Turns out, people didn't like that much. "We thought that these people who lived in the world of search and ads algorithms all day long would love this," Setty says. But when the algorithm was presented to Google's hiring committees, they were completely unreceptive. They simply didn't think an algorithm could replace the consideration and care that goes into human resources decisions. And so, after much debate, Google executives agreed that people should make people decisions. Data still contributes to Google's promotions processes, but it's people that are at the reigns.
It seems robots won't be taking over for human resources managers anytime soon.

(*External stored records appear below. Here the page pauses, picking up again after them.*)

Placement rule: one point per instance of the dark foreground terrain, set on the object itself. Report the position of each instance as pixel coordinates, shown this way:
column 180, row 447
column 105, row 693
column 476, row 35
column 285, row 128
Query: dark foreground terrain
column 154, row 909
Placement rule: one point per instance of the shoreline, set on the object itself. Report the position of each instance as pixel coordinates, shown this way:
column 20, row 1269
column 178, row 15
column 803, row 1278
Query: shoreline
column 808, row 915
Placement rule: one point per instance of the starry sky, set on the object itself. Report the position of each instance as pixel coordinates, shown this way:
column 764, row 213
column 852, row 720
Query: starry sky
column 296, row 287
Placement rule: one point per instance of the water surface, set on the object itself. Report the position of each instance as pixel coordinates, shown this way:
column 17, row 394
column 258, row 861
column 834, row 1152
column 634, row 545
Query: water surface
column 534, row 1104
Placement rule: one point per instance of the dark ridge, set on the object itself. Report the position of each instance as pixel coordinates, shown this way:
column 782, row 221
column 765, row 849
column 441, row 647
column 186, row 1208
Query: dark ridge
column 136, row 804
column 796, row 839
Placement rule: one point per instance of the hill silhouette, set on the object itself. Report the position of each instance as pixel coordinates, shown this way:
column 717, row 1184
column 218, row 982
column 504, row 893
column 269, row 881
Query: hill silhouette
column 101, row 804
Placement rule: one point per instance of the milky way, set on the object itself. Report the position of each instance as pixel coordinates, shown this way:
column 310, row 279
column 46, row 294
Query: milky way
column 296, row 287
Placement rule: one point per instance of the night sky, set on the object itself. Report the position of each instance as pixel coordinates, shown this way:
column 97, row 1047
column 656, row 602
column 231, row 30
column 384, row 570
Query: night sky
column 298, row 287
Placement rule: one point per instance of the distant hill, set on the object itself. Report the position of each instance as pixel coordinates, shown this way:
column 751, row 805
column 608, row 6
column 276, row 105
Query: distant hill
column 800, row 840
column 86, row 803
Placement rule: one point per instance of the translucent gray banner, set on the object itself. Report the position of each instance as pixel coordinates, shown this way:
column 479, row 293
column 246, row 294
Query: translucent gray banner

Organizations would be more efficient if they promoted people at random. That's the counterintuitive conclusion arrived at by three Italian researchers who were awarded the 2010 Ig Nobel prize in management for their research. Their work is based on the Peter Principle, the idea that merit-based promotion results in many people assuming positions that exceed their level of competency. To fix this problem, the researchers simply removed merit from the equation. What they found is that when people win promotions by lottery, the entire organization performs better. Yes, we know it sounds crazy, but these researchers did the math to back it up.
What the Italians didn't consider, however, is the reaction of employees when informed by management that when it comes to future promotions, their hard work and accomplishments won't be considered. (We predict the scene would be something just short of the apocalypse.)
Proteus International weighs a person's sense of humor when making hiring and promotion decisions, according to founding partner Erika Andersen. "Last year we had two final candidates for an admin job in our company; both looked great on paper, and their phone interviews had been positive," she writes in an explainer on Forbes. "We then had both candidates do an in-person 'inbox simulation' — in effect, a couple of hours doing tasks and interactions he or she would do on the job. So both people came into the office and spent a couple of hours with us. It quickly became very clear which person we wanted. A key difference: One candidate had a sense of humor, while the other was almost completely humorless."
It wasn't that the chosen candidate told jokes; rather, she was quick-witted and funny in an understated sort of way. Andersen explains, "When I said, 'You're a native New Yorker? I don't meet many of those,' she replied, 'Yeah, I know more people in New York who are from other countries than from other boroughs.'" Nothing worthy of an SNL performance, but it's the kind of clever and light-hearted remark that makes a person generally pleasant to be around.
As it turns out, humor is valued by executives far beyond the boardroom at Proteus International. A recent survey by Robert Half Finance found that 79% of chief financial officers believe an employee's sense of humor plays an important role in how well they fit in with the company's corporate culture. Many of those surveyed also said they believe a person with a sense of humor produces better work.
What's the strangest way you've been promoted?